Exercise 5.9 Show that

\[\begin{align*} r_{0,n} = \Bigg( \prod_{k = 1}^{n} \big( 1 + r_k \big) \Bigg) - 1 \end{align*}\]

5.5 Volatility

Both portfolio returns and price returns give a sense for growth or decline of the value of an investment - the so called directional movement of the investment.

We will also be concerned with overall variability of portfolios and stock prices. One important measure of this overall variability is the volatility.
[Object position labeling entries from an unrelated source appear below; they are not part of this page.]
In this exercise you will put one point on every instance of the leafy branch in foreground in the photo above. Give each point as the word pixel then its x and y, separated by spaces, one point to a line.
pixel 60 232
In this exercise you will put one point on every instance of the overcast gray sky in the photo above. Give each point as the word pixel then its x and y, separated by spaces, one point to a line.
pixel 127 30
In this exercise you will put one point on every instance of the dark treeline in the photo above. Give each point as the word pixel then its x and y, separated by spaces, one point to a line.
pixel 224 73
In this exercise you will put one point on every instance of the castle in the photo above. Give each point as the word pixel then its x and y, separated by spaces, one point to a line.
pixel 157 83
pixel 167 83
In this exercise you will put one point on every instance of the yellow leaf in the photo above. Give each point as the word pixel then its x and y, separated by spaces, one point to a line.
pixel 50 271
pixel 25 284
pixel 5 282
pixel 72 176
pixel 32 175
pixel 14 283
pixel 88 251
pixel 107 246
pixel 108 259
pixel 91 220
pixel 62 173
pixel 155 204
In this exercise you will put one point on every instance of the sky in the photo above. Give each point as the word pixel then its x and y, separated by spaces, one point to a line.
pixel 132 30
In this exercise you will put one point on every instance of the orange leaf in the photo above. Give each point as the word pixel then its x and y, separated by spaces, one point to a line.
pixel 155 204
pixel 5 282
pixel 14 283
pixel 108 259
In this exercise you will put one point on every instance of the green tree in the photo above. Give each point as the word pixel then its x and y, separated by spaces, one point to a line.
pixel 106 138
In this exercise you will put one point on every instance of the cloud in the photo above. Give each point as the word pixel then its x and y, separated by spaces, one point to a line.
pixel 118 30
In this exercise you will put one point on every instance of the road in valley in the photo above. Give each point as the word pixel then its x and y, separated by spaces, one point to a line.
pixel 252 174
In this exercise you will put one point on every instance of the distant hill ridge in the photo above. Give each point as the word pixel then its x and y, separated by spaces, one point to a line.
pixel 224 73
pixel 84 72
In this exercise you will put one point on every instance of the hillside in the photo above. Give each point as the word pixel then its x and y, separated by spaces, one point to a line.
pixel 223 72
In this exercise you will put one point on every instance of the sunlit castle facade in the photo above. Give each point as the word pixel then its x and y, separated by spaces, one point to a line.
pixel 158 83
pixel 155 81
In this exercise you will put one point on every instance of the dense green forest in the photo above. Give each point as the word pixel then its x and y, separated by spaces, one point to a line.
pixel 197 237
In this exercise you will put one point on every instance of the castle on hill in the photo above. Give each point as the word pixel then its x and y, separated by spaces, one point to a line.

Definition 5.10 Let \(r_{1}, \ldots , r_{n}\) be returns (either portfolio or price) for consecutive trading days \(t_1, \ldots t_n\). Then the volaility of these returns is their annualized standard deviation:

\[\begin{align*} \sigma = \text{SD}((r_{1}, \ldots , r_{n})) \cdot \sqrt{252}. \end{align*}\]

The factor of \(\sqrt{252}\) arises from the market convention of annualizing the volatility, since there are 252 trading days in a year.

This calculation comes up often in option pricing, because an important factor in the price of an option is the volatility of its underlying.